Comment 3 Niels de Vos 2015-03-18 08:07:10 UTC
Could you try reducing the complexity of the volume? That should help in identifying if AFR is part of the problem. Please let us know if this problem happens with a volume that consists out of one brick.

Thanks,
Niels

Comment 6 Niels de Vos 2015-11-27 09:22:03 UTC
Because the files were created directly on the bricks, they will not have the gfis extended attribute or the .glusterfs/... gfid-hardlink. Without gfid, NFS access is not possible.
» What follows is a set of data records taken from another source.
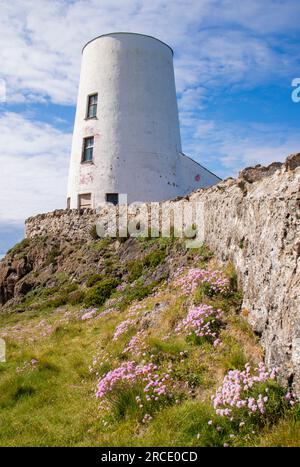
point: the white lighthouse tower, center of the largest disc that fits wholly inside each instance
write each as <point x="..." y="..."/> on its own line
<point x="126" y="136"/>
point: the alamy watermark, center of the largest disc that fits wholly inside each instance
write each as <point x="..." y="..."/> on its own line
<point x="2" y="351"/>
<point x="181" y="219"/>
<point x="296" y="91"/>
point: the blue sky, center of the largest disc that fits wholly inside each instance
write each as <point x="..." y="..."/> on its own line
<point x="234" y="64"/>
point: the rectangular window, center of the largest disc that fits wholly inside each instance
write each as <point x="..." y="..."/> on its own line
<point x="88" y="147"/>
<point x="112" y="198"/>
<point x="92" y="106"/>
<point x="85" y="201"/>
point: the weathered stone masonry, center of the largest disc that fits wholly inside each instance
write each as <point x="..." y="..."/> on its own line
<point x="255" y="222"/>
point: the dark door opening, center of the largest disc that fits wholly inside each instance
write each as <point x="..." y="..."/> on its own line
<point x="112" y="198"/>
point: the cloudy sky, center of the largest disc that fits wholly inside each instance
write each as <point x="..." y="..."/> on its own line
<point x="234" y="64"/>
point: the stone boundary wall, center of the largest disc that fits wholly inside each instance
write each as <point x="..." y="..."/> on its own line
<point x="254" y="221"/>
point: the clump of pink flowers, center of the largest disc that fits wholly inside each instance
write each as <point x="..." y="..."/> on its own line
<point x="236" y="391"/>
<point x="136" y="345"/>
<point x="122" y="328"/>
<point x="194" y="277"/>
<point x="203" y="321"/>
<point x="156" y="383"/>
<point x="89" y="313"/>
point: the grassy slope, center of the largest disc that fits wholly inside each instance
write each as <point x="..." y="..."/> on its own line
<point x="52" y="402"/>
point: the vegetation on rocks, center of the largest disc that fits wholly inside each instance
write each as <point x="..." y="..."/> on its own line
<point x="133" y="343"/>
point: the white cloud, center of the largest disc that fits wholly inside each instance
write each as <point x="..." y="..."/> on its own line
<point x="215" y="41"/>
<point x="229" y="147"/>
<point x="34" y="160"/>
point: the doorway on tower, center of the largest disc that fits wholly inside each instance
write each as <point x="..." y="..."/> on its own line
<point x="85" y="201"/>
<point x="112" y="198"/>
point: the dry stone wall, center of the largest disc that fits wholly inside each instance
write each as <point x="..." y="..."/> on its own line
<point x="254" y="221"/>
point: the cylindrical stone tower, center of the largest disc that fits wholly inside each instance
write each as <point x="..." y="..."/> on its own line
<point x="126" y="135"/>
In order to access files that were created directly on the bricks, they need to have at least one LOOKUP call. This is the easiest by executing the 'stat <filename>' command through a fuse-mount.

There have been some attempts to include a LOOKUP inside a READDIR, which would most likely fix this issue too (but on a lower level, DHT?). This is not something we are planning to fix in Gluster/NFS. Access directly on the bricks is not a supported use-case.